The cast methods above are used 'mainly' for contravariant overriding. Most OO languages do not support contravariant overriding (except for generics), but for a moment suppose that Java did allow ontravariant overriding:
abstract class Base { abstract Object m(String s); }
class Derived extends Base {
@Override String m(Object o) { return o.toString(); } // Illegal arg should be String
}
The above is type safe because the arguments to m vary contravariantly and the return types vary covariantly. The argument of m varies contravariantly in the derived class, DerivedextendsBase, but m's argument is Object and Object is the super type of String (which is m's argument type in Base). As m's enclosing classes go down the hierarchy, Base to Derived, its arguments go in the contra direction (up), from String to Object.
The above example shows that this can be useful, and that is the main purpose of providing
'cast' methods. However the above ability is not really missed in Java and is not provided by most of the common OO languages; therefore I infer that contravariance is not that common a requirement and hence the method suggested above is the best solution. In particular, since contravariance is not common, it makes sense to make that the expensive operation and make more common operations fast.
Reifying lambdas makes them easier to use them since they behave like normal Java objects, but on the other hand the implementation is harder. The implementation is harder because you essentially have an erased and a reified version.
How valuable is reifying lambdas?
(Updated 2 Jan 10 in response to comments from Neal Gafter and Zdenek Tronicek and updated 3 Jan 10 in response to comments from Zdenek Tronicek - Thanks.)
If primitive types were to be erased in lambdas does not one of the main justifications for including them in Java, the parallel array api, then disappear? The proliferation of interfaces in that API is entirely a result of wanting to avoid erasure of primitives (and consequent performance loss).

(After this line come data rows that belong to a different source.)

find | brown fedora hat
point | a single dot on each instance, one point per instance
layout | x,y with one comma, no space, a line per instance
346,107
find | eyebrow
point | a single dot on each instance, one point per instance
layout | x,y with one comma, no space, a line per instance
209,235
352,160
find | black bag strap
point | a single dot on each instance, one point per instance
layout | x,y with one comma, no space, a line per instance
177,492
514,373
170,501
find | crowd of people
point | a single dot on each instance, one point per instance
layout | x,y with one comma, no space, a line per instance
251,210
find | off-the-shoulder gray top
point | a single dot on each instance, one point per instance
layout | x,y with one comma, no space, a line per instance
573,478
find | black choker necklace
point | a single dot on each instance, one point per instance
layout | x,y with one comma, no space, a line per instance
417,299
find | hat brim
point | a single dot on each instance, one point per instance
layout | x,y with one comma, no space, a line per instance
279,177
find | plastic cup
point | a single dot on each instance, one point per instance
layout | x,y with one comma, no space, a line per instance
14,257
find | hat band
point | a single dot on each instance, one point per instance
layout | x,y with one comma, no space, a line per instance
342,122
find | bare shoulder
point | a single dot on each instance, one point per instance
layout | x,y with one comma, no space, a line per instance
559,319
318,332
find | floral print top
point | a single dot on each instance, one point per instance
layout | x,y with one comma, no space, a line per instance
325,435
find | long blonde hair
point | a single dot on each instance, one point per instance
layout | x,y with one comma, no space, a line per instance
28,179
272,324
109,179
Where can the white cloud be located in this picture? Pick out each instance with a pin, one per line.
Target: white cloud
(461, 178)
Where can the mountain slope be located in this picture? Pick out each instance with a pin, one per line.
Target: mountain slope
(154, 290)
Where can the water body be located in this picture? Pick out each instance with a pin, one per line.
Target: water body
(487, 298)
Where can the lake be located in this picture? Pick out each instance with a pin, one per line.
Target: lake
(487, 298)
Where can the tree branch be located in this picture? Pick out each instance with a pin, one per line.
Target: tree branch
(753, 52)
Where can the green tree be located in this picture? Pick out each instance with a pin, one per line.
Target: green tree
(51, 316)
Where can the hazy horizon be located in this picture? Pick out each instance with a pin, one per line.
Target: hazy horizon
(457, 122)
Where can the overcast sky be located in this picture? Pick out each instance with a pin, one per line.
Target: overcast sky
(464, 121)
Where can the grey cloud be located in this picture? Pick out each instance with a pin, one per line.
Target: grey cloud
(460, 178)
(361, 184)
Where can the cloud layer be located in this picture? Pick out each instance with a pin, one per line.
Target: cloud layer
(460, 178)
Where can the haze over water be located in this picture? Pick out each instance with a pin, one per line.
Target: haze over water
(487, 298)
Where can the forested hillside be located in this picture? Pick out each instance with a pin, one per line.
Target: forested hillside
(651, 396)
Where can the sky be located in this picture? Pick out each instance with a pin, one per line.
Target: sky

There are a number of fatal problems with this approach. The worst is that you can't use any explicit code to implement subtype conversions because they don't work through generics. For example, your scheme does not provide any way to convert a value of type
List<? extends #String(Object)>
to a value of type
List<? extends #Object(String)>
This conversion is just as important as the conversion on the underlying function types.
Also, there need to be subtype relations in both directions between your Callable$0<String> and Callable$String but that is impossible because they are distinct interfaces. If you try to provide the subtype relations in just one direction, things quicky get out of hand (i.e. an exponential explosion in direct superinterfaces of the generated interfaces) when there are multiple lambda arguments.
> Also, there need to be subtype relations in both > directions between your Callable$0<String> and > Callable$String but that is impossible because they are > distinct interfaces. If you try to provide the subtype > relations in just one direction, things quicky get out of > hand (i.e. an exponential explosion in direct > superinterfaces of the generated interfaces) when there > are multiple lambda arguments.
The above modification to implement Callable$... solves this problem in one direction and the other is via 'cast' methods. The idea was that the 'cast' methods are loader generated, though re-reading my post I didn't make this clear (sorry).
I am making the assumption that these 'casts' are rare and therefore in practice you won't get an explosion of 'cast' methods.
> Howard: Your "answer" is nonresponsive to the issues I've > raised. > > This conversation is on the lambda-dev mailing list, and > I'm tired of copying my responses onto two separate > forums. You can read my full response here: > http://mail.openjdk.java.net/pipermail/lambda-dev/2009-Dece > mber/000212.html
Neal,
I have updated the blog to provide more information - thanks for the input.